Law enforcement officials say they are moving from the so-called low-hanging fruit arrests and charges to more complicated cases, focusing on the extremist groups that participated in the attack.
That effort will take months to try to piece together, in part, because unlike some of the early arrests of suspects – who gleefully posted on social media or even live-streamed their involvement – many alleged attackers took pains to hide their identities and their involvement.
Hundreds of more arrests are still expected, officials have said.
Prosecutors have said in detention hearings they are working on bringing seditious conspiracy charges – a prospect that Washington, DC, acting US Attorney Michael Sherwin raised publicly early on.
But with a new administration now running the Justice Department, taking such a major step on a rarely used law would likely require sign-off from the new Biden administration officials at Justice headquarters.
For now, the department is led by acting Attorney General Monty Wilkinson and acting Deputy Attorney General John Carlin. It’s unclear whether they would want to be the ones to sign off on sedition charges, with Senate confirmation likely still weeks away for Judge Merrick Garland and Lisa Monaco, Biden’s picks for the top two jobs. If department officials decide to wait for Garland to arrive, it could slow the work underway.

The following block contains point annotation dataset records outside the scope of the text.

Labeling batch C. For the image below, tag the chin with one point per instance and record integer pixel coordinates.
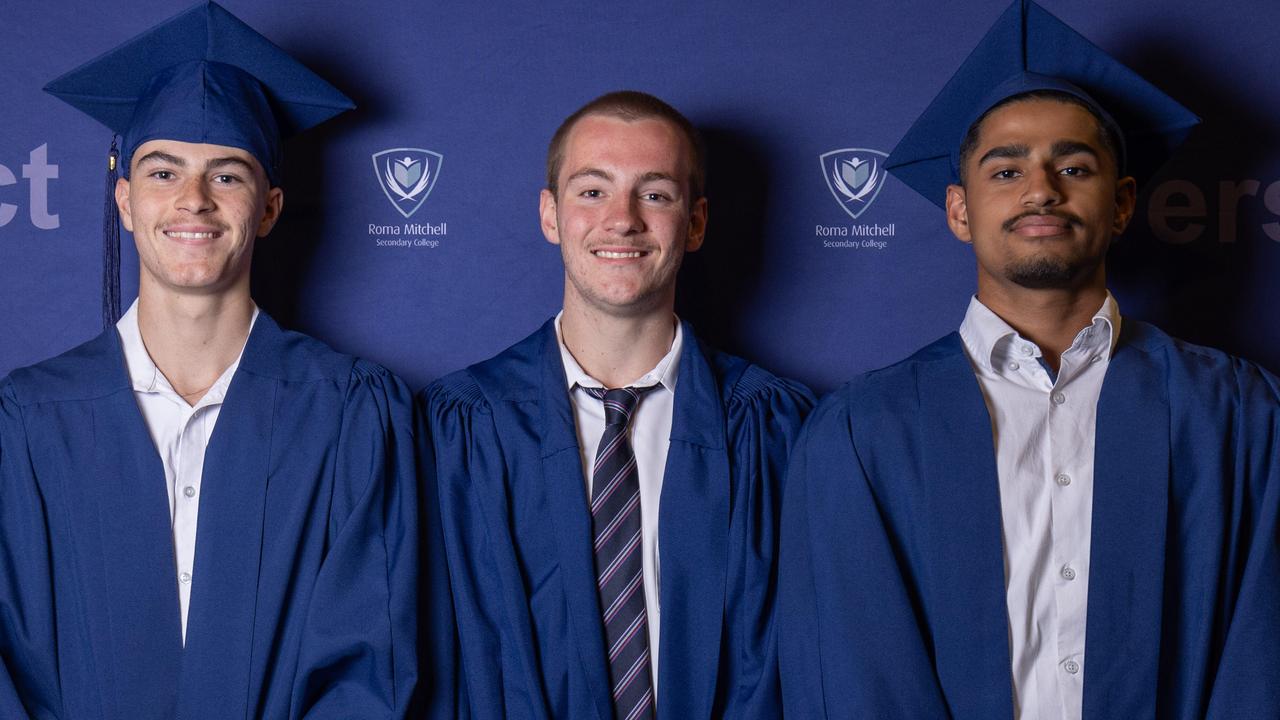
(1047, 273)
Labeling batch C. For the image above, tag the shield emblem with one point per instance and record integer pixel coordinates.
(407, 176)
(854, 177)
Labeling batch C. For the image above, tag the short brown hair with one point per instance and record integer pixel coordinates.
(631, 105)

The Civil War-era law brings up to 20-year penalties for plotting to overthrow the US government and to use force to oppose US government authority or to delay the execution of a US law. Last summer, amid street protests following the police killing of George Floyd, then-Attorney General William Barr encouraged federal prosecutors to use the law against leftist protesters, a move that no one made.
The most recent use of the law came during the Obama administration, but a judge dismissed seditious conspiracy charges against members of a militant group in Michigan that had discussed attacks against federal and local authorities, because they hadn’t done enough to directly attempt to thwart the federal government.

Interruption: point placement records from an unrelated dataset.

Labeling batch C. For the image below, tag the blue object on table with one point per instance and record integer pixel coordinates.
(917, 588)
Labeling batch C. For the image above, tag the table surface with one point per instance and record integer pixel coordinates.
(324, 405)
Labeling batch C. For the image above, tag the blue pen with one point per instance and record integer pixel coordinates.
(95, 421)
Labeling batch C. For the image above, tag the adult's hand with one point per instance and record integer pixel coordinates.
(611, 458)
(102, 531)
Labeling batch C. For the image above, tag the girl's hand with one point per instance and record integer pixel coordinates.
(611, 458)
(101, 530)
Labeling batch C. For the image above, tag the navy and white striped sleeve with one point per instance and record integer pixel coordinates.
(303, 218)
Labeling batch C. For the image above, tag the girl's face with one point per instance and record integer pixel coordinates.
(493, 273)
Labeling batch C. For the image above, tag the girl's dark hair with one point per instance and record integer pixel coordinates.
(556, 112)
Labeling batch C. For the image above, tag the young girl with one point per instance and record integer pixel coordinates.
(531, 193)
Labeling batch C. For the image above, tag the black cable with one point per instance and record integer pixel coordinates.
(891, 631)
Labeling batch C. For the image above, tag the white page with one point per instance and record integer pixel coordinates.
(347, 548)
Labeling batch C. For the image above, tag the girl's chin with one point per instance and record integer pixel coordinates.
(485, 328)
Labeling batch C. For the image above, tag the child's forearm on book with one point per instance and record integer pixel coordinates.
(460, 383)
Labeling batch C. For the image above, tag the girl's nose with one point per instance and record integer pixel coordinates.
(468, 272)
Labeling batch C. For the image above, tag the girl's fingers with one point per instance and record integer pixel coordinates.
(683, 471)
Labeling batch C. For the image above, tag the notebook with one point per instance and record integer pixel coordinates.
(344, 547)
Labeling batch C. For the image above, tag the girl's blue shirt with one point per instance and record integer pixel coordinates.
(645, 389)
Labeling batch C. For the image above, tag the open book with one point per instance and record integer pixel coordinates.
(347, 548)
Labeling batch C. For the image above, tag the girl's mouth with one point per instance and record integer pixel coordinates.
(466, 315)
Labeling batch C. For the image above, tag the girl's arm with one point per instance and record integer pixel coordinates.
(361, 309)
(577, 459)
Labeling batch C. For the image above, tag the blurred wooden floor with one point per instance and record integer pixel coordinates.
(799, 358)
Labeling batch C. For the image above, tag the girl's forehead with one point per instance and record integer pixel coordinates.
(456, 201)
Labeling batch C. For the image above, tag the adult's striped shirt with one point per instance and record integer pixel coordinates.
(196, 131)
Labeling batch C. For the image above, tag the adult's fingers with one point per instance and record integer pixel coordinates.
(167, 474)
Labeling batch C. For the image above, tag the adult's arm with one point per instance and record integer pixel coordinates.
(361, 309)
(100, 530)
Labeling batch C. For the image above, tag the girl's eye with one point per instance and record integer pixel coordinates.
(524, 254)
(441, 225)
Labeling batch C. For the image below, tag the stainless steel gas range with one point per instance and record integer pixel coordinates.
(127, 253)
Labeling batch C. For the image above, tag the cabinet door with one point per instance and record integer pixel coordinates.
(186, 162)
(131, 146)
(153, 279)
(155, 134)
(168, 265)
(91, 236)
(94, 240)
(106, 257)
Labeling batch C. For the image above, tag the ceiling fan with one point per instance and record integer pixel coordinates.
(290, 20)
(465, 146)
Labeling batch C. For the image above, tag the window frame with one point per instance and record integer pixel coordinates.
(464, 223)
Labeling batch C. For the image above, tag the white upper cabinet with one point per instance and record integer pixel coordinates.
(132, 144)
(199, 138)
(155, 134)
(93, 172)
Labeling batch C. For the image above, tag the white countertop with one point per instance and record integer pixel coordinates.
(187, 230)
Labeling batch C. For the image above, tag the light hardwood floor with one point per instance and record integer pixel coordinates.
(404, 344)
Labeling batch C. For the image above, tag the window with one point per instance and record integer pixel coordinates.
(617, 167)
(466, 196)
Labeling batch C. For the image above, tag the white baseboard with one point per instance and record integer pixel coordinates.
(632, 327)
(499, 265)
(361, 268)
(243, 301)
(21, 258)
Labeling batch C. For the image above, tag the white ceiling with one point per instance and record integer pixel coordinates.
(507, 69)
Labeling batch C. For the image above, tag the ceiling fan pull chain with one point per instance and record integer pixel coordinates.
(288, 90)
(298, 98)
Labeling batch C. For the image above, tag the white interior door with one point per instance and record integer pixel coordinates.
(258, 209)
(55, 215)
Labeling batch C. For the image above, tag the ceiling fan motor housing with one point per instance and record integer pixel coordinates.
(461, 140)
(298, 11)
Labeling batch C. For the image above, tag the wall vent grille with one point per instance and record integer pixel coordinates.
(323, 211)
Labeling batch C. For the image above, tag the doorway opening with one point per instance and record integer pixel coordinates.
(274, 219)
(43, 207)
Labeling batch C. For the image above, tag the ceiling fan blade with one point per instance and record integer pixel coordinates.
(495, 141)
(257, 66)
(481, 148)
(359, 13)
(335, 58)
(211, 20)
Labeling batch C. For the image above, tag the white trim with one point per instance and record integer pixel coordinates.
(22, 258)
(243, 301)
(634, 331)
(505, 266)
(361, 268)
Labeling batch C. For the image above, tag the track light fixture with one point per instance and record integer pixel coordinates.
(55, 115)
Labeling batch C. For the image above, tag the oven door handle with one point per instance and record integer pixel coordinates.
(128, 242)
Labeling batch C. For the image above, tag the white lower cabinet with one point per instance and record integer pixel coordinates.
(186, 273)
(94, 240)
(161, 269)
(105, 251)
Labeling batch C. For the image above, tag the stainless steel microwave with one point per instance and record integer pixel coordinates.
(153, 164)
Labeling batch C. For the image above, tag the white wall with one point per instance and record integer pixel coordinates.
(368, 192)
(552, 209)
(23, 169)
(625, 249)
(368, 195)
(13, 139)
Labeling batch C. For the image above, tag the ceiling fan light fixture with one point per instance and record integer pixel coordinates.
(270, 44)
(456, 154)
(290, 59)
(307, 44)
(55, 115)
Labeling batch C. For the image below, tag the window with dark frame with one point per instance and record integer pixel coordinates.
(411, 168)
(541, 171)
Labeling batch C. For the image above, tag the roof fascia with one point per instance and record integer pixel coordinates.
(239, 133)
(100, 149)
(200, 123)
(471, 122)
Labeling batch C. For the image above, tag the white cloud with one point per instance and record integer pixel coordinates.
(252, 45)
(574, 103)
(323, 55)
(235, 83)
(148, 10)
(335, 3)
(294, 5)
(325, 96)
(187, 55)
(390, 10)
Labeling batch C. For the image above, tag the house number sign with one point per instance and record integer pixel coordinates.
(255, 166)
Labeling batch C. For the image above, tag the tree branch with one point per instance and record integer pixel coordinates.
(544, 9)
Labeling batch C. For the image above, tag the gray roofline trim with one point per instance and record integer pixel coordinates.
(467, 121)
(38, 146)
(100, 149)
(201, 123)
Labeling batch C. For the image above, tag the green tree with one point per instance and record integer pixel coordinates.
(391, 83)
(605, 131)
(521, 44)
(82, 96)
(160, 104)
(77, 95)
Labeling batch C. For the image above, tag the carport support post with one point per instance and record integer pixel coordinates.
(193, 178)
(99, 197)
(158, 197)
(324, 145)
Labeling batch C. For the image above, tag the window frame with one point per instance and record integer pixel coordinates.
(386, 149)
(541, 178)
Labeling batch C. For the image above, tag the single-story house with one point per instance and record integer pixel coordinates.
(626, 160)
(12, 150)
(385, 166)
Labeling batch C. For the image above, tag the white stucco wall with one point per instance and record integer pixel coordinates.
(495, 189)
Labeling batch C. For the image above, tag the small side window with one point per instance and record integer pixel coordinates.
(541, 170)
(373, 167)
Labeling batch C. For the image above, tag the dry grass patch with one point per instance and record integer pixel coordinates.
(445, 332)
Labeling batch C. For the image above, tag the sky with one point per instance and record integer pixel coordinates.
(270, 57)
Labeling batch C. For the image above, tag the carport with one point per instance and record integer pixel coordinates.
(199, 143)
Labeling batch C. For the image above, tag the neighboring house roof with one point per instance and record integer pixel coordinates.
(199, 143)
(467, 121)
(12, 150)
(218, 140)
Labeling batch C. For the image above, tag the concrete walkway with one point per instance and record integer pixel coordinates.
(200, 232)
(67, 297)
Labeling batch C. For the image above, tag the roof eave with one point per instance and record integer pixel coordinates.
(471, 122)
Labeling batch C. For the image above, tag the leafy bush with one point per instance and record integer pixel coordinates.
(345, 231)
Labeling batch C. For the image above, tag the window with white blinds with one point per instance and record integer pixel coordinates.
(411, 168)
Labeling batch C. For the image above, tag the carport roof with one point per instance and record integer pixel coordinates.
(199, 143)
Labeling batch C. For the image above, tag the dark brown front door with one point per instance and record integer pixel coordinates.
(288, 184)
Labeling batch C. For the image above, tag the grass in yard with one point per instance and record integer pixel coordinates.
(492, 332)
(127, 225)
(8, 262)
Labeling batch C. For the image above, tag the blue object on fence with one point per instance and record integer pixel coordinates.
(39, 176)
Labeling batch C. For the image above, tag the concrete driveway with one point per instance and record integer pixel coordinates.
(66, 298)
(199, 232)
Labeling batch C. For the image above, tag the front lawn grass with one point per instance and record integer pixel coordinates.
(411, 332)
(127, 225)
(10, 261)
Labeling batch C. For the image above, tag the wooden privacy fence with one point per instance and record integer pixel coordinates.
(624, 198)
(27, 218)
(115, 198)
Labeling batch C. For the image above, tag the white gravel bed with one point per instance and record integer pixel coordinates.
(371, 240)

The law was used successfully in 1995 against Sheikh Omar Abdel-Rahman and a group who plotted to destroy landmarks in New York. And in the 1980s, a Puerto Rican separatist was sent to prison on seditious conspiracy and other charges for a campaign of bombings.
Garland and Monaco both have government experience confronting domestic terrorism.
In 1995, Garland – then a senior official at the Justice Department in Washington – flew to Oklahoma City to supervise the aftermath of the bombing of the Alfred P. Murrah Federal Building, at the time the deadliest domestic terror attack in the country’s history.
Monaco, who has led the Justice Department’s National Security Division, was only weeks into a position as then-President Barack Obama’s chief adviser on homeland security and counterterrorism when two self-radicalized Boston brothers planted two bombs on the parade route of the city’s marathon.
The Boston bombing and other jihadi-inspired attacks were the most pressing concern for counterterrorism authorities at the time, but Monaco also played a leading role in some of the earliest instances of what would become a wave of White supremacist threats, like the 2015 massacre at one of the oldest Black churches in the country, Charleston’s Mother Emanuel.